Max Reger
Clarinet Quintet op. 146/String Sextet op. 118
Thorsten Johanns (Klarinette), Diogenes Quartett, Roland Glassl (Viola), Wen-Sinn Yang (Violoncello)
Zwei unterschiedliche Kammermusikwerke aus dem oft nicht unmittelbar zugänglichen Schaffen Max Regers hat das Diogenes Quartett aus München mit Stefan Kirpal und Gundula Kirpal (Violine), Alba González i Becerra (Viola) und Stephen Ristau (Violoncello) für diese CD ausgewählt und sich dabei mit Roland Glassl (Viola) und Wen-Sinn Yang (Violoncello) zum Sextett erweitert bzw. mit Thorsten Johanns die Klarinette als Klangfarbe hinzugewonnen.
Auch wenn die Einspielung das Klarinettenquintett an den Anfang stellt, wäre es zu empfehlen, zunächst das früher geschriebene Streichsextett op. 118 in F-Dur von 1910 zu hören um die Entwicklung zu Regers letztem vollendetem Werk hin, dessen Uraufführung er selbst nicht mehr erleben konnte, nachvollziehen zu können.
Den Kopfsatz des Streichsextetts durchziehen schnelle Stimmungswechsel und eine große Leidenschaftlichkeit. Auch im zweiten Satz Vivace drängen die Emotionen nach außen. während das ausgedehnte Largo con gran espressione ein Satz von großer Intimität ist, den ein zeitgenössischer Kritiker als „die Krone des Werkes“ ansah. Mit einem sehr spannungsvoll gestalteten Allegro comodo geht das Sextett zu Ende, das von dem verstärkten Diogenes Quartett mit schlanker, äußerst homogener Tongebung und mit sehr organischen Entwicklungen interpretiert wird, die den Eindruck eines natürlichen Spiels entstehen lassen.
Diese Qualitäten setzen sich bei dem im Todesjahr Max Regers 1916 abgeschlossenen Klarinettenquintett A-Dur op. 146 fort. das mit seinem Geflecht aus fünf gleichwertigen Stimmen ein nach innen gerichtetes Werk ist, das die große Geste weitgehend vermeidet. Der Klarinettenpart, der nur wenige klarinettentypische Spielfiguren erkennen lässt, wird von Reger nicht als Solopart behandelt, sondern ganz eng mit den Streicherstimmen verwoben. Dabei nutzt der Komponist die extreme dynamische Anpassungsfähigkeit der Klarinette in ihrer ganzen Bandbreite – bevorzugt aber in den unteren Stufen der Dynamik –, die zu feinsten Ausdrucksnuancen führt und die Verschmelzung mit dem Streicherklang ermöglicht.

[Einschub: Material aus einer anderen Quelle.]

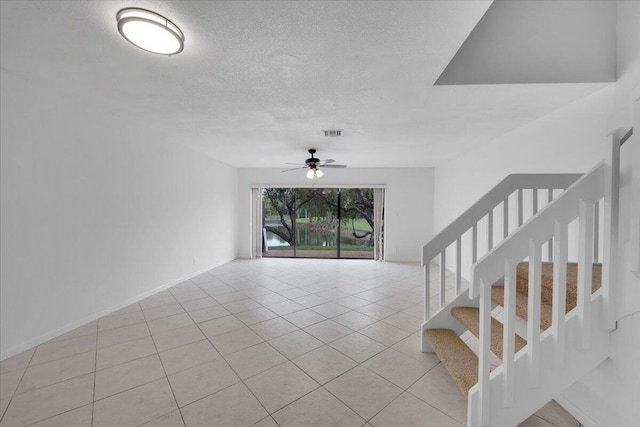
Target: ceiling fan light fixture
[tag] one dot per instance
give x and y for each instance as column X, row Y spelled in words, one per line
column 150, row 31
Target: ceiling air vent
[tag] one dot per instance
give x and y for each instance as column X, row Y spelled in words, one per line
column 333, row 132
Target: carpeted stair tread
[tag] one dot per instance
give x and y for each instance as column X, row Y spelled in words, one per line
column 522, row 308
column 456, row 356
column 470, row 318
column 522, row 282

Thorsten Johanns ist für das Diogenes Quartett der ideale, äußerst anpassungsfähige Partner, dessen geschmeidiger Ton sich mühelos in das mit feinem Vibrato spielende Streichquartett integriert. Den Interpreten gelingt eine in allen Details des kammermusikalischen Musizierens stimmige und im Ausdruck differenzierte Wiedergabe, die trotz der längsten Spielzeit im Vergleich zu anderen Aufnahmen dank einer klugen Phrasierungskunst nie an Spannung verliert. Die Partnerschaft des Klarinettisten mit dem Diogenes Quartett ist ein Glücksfall und findet ihren Höhepunkt im ergreifenden Largo. Der abschließende Variationssatz ist eine Verbeugung Regers vor seinem Vorbild Johannes Brahms und lässt auch die instrumentaltechnischen Qualitäten dieser besonderen Aufnahme hervortreten.